Written and directed by Peter Feig, who created the excellent but short-lived “Freaks and Geeks” in 1999 (which now has a cult following) and directed “Bridesmaids” (2011) and “The Heat” (2013) – both hit comedies starring female leads the likes of Kristen Wiig and Sandra Bullock (and of course McCarthy), “Spy” is a hilarious hybrid animal unto itself that cleverly subverts a genre without pulling its punches, and even more importantly, stepping too far over the edge by trying too hard to be funny.
McCarthy plays CIA analyst Susan Cooper, an unlikely CIA employee who guides her partner Agent Bradley Fine (Jude Law) from her desk while he goes on hyper covert missions involving life and death and, of course saving the world from apocalyptic destruction. The plot runs on normal spy film tropes involving deaths, double crosses and covert ops, all of which are over the top but with fairly hideous villains, causing viewers to become somewhat invested in their overthrow.
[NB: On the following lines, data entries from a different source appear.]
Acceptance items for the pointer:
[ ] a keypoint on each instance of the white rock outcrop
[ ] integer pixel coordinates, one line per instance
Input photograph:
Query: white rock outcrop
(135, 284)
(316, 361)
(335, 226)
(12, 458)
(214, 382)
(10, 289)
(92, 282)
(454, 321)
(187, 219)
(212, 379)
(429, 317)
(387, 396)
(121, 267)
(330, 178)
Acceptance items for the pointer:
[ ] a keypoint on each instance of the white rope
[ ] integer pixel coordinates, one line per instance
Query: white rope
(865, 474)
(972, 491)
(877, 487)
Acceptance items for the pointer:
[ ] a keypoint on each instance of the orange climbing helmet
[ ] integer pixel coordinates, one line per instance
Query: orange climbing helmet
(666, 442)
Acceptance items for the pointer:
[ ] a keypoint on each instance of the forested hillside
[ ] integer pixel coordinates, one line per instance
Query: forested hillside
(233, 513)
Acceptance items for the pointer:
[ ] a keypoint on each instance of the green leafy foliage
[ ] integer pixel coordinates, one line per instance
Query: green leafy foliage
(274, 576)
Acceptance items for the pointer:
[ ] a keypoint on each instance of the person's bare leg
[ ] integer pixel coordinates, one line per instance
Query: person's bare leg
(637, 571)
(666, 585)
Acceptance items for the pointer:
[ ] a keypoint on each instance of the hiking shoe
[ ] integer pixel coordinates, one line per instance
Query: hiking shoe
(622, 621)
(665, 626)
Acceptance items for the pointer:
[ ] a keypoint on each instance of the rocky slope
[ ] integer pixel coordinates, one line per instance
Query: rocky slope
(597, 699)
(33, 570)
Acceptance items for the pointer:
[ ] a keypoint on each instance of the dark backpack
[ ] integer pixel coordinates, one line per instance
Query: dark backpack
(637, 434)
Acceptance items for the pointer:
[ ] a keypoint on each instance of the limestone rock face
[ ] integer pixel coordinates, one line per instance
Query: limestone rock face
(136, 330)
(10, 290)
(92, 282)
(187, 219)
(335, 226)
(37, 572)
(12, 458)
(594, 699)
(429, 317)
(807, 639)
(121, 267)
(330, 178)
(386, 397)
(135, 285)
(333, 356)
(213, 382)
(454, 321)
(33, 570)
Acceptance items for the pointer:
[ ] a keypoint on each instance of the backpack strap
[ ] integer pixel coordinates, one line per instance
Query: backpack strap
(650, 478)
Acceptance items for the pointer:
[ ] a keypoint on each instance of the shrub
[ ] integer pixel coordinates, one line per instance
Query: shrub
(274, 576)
McCarthy of course makes it into the field, supported by a brilliantly talented cast of characters who will have you in stitches with their almost believable antics and ludicrous but highly enjoyable stunts which are really not too far removed from films like “Furious 7” - the Vin Diesel vehicle that delights in outdoing itself.
McCarthy herself, a brilliant comedienne is captivating as the hesitant, diffident Susan Cooper who transitions back and forth between self doubt, and fierce feistiness as she combats rampant sexism, pre-conceived biases about large women who work desk jobs and a world that claims to be a post-feminist one but is any thing but. So do not be one of those people that are ridiculed implicitly in the film and do make an effort to see “Spy” – it’ll have you in stitches and in a few years time you will be glad you got on the McCarthy bandwagon sooner than the rest of those doubters.